Once we get past that point and we start to feel better again […] that’s when we can start developing our mental strength and resilience.
One of the best things I’ve ever done was getting a dog. I wouldn’t get a dog if I was really low, because I don’t think that would be fair, but I’d already bought this puppy and I fell into a depression. But having the responsibility of the dog took some of the focus from just being about me to being about this little animal that needs things. I couldn’t just stay I bed because I had to feed the puppy. It wouldn’t be fair for the puppy to just be around at home all day – so I had to take him for a walk. Those little actions would then build to the next thing and I felt better.
Build up your strength when you’re feeling well
Once we get past that point and we start to feel better again, I think that’s when the rubber really hits the road, because that’s when we can start developing our mental strength and resilience. The only time we can really develop those is when we’re feeling well. Building up that overall strength means that we tend to not dip quite so much. And when we do have those big dips, we tend to bounce out a lot better.
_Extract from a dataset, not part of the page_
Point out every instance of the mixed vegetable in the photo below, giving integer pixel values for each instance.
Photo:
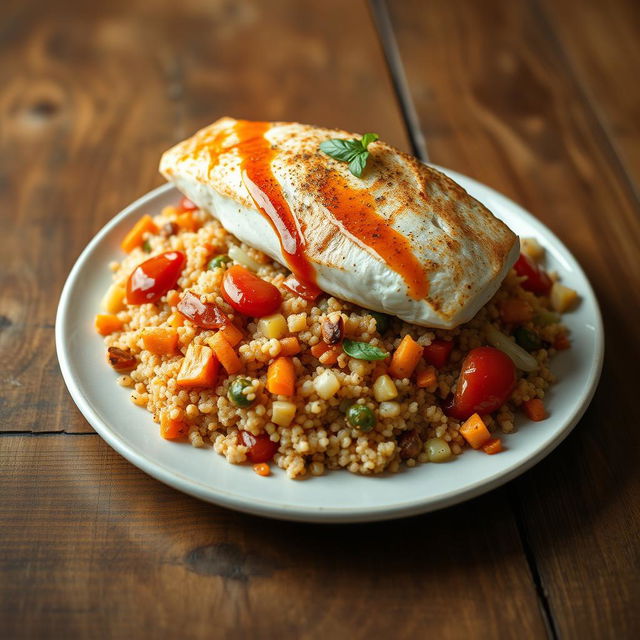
(487, 375)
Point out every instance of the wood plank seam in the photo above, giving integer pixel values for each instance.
(30, 433)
To have a happy life, we need to develop some habits.
So, what are some of the things you can do to build up your mental strength and resilience?
- Making sure we are exercising and having a variety of exercise
- Making sure some of that exercise is pretty freaking hard
- Eating well
- Creating some habits
Habits are absolutely critical for a happy life, irrespective of mental wellbeing challenges or not.
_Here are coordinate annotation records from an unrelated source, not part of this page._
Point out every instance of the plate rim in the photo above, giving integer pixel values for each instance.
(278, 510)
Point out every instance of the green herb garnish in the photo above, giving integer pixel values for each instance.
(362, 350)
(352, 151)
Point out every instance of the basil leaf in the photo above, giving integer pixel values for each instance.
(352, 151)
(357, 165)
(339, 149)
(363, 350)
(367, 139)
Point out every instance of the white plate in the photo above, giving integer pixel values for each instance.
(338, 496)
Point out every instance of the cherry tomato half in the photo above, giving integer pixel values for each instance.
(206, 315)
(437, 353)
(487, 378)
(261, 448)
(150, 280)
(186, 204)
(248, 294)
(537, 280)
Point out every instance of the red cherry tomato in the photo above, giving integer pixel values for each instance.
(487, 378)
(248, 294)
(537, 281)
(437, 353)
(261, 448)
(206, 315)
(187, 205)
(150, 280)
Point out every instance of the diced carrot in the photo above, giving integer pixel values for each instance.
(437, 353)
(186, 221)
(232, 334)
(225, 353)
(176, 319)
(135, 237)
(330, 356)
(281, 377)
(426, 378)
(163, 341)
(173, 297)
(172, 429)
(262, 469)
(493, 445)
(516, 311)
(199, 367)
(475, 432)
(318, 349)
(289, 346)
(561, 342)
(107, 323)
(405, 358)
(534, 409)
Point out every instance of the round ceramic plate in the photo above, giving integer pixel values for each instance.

We can easily fall into the trap of thinking that we are a result of the things that have happened to us, but we’re actually a co-creation with our environment.
We can easily fall into the trap of thinking that we are a result of the things that have happened to us, but we’re actually a co-creation with our environment. And we’re continually co-creating, moment by moment. So, while things may have happened to us which cause us to be a particular way, we can start to take ownership of that.
Linchpin actions for a good start
One of the ways that we start to really make that work is to exercise willpower. We all know that willpower is limited, but that doesn’t mean it’s useless. We can’t ride over everything with willpower alone. We need to set the foundation through other things and we need to make the pattern of habit-forming is easy as possible.
It’s about doing the simplest thing that is most impactful. One of the concepts I really like in that respect is linchpin actions. One example is the navy commander who talks about the importance of making his bed every morning. That’s what they learn in the forces – make your bed. He said when he makes his bed, it sets the day up right and everything else falls into place.
Another good example is the amazing teacher Tessa Bielecki, a Catholic nun. Her linchpin action is flossing her teeth. She says, “If I floss my teeth, then through the day I eat better. I feel better. I go to sleep at an appropriate time and all these things fall in line from there”.
I think that developing some of those linchpin actions is critical to good mental wellbeing. For me, the linchpin actions are about having a very simple morning routine. If I can get that done – get up, drink some water, have my coffee, train, write – I’m good. Everything else follows.